Monday, December 13, 2010

bad. dog.

Cleo has been quite a good pup since we moved. and the balcony makes it nice and easy for her to go outside and relieve herself on the artificial grass mat whenever she pleases.

and i take her to the park everyday and let her run off-leash and fancy-free for 20 minutes to let her soak up the joy of being a dog.

and she loves that i am home with her all day, and if i have to leave, she usually gets to come along.

except. this morning, when i was enjoying watching desperate housewives on hulu, i got a waft. an all-too-familiar waft. of dog peeeeeeee. NOOOOO COME ON CLEO!

and sure enough, when i placed my nose to the carpet, there was a definite pee smell. she must have done it while i was at the DMV. little. manipulative. shithead.
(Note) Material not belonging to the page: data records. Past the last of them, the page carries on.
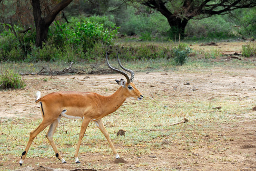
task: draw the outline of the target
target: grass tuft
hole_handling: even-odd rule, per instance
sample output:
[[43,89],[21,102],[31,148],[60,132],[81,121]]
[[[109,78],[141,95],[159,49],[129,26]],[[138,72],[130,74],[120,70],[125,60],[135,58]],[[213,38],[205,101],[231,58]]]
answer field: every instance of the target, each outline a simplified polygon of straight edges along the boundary
[[0,89],[22,88],[26,86],[24,80],[18,73],[12,70],[5,70],[0,76]]

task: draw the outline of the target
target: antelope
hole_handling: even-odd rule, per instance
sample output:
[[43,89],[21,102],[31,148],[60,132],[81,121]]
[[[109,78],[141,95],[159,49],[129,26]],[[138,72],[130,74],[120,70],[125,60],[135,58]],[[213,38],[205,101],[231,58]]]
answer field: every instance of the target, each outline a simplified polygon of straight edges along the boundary
[[103,96],[92,92],[58,92],[40,98],[40,92],[37,93],[36,103],[39,103],[43,120],[38,127],[30,133],[29,141],[20,161],[20,166],[24,162],[34,139],[49,125],[46,137],[53,149],[56,156],[62,163],[66,163],[59,152],[53,139],[53,134],[61,117],[82,120],[78,143],[75,152],[76,163],[80,163],[78,157],[79,149],[86,128],[91,121],[94,122],[103,133],[116,158],[119,158],[109,138],[109,135],[102,123],[101,118],[116,111],[127,98],[134,97],[138,100],[141,100],[143,95],[133,84],[134,72],[125,68],[121,64],[118,55],[117,59],[120,66],[125,71],[130,73],[131,77],[130,78],[125,72],[112,67],[108,60],[107,54],[106,60],[108,67],[111,70],[123,75],[127,81],[126,82],[123,79],[116,80],[120,86],[110,95]]

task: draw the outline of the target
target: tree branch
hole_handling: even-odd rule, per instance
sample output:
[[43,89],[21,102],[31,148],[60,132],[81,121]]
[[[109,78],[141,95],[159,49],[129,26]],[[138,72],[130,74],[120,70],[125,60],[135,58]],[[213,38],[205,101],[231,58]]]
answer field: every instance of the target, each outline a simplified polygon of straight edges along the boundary
[[53,10],[46,16],[45,19],[45,23],[46,26],[49,26],[53,21],[56,16],[67,7],[73,0],[62,0],[58,3],[55,7],[53,8]]

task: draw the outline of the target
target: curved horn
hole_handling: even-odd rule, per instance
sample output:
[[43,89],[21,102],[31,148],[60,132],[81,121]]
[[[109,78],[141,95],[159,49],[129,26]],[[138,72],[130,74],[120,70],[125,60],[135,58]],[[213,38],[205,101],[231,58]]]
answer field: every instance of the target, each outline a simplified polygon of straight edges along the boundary
[[123,68],[123,70],[125,70],[126,71],[128,71],[128,72],[129,72],[131,74],[131,79],[130,79],[130,80],[131,80],[131,82],[133,82],[133,78],[134,78],[134,72],[132,70],[125,68],[122,65],[122,64],[121,64],[121,63],[120,62],[120,61],[119,60],[119,58],[118,57],[118,54],[117,54],[117,57],[118,58],[118,63],[119,64],[119,65],[120,66],[121,66],[121,67],[122,68]]
[[108,62],[108,53],[107,53],[106,54],[106,61],[107,62],[107,64],[108,64],[108,66],[109,68],[110,68],[111,69],[112,69],[112,70],[114,71],[117,72],[118,73],[120,73],[123,75],[126,78],[126,79],[127,80],[127,83],[128,84],[131,82],[131,81],[130,80],[130,78],[129,78],[129,76],[128,76],[128,75],[126,73],[121,70],[119,70],[119,69],[110,66],[110,65],[109,64],[109,63]]

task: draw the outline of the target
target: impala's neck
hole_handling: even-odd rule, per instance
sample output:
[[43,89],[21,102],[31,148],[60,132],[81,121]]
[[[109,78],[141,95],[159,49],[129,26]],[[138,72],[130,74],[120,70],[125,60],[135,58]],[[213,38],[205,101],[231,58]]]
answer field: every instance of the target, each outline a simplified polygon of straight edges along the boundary
[[112,95],[106,96],[105,111],[108,114],[115,112],[124,102],[126,98],[128,97],[124,91],[125,90],[120,86],[117,91]]

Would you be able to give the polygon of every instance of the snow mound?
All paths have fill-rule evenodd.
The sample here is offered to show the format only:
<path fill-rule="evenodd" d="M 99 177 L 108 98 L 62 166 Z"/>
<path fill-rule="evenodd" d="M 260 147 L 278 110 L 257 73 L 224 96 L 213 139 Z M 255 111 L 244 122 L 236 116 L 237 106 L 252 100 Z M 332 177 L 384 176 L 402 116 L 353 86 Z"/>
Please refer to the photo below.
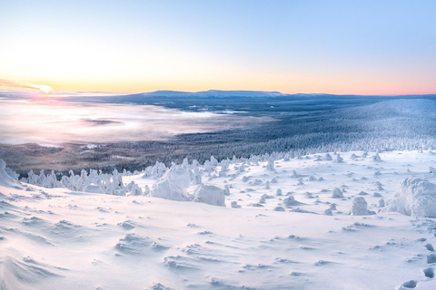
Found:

so i cleaned the spot and took her outside to her grass mat. i placed her on the mat and said, "Cleo go potty," which she knows and understands very well. she sad down on the grass mat and stared at me. so i picked her up and placed her on the mat again and said, "CLEO GO POTTY" and she laid down on the grass mat and turned her head away, refusing to look at me.

she is nothing short of an evil genius. honestly, she abuses her good looks and kind demeanor to trick us into thinking she is just a cute little dummy. but really she is peeing behind our backs when we leave.

i suppose it's our fault, though. we baby her too much. but really, LOOK AT THAT FACE, HOW COULD WE NOT WANT TO SNUGGLE AND LOVE HER ALL DAY!?!?!?!

at the park 12/11


  1. You went to the park in your jammies and
    Slippers? Low.

  2. mom! i'm wearing a t-shirt and white sweatpants and ballet flats! sheesh! give me a breakkkkkk

  3. She comes to my house again and she's dead meat. She peed and pooped everywhere. She is one UGLY bitch! (I'll bet Ann agrees). But I love you and JJ, so if Cleo has to come, she can, but I may put her, with her poop on my carpet, into a plastic bag and into you know where.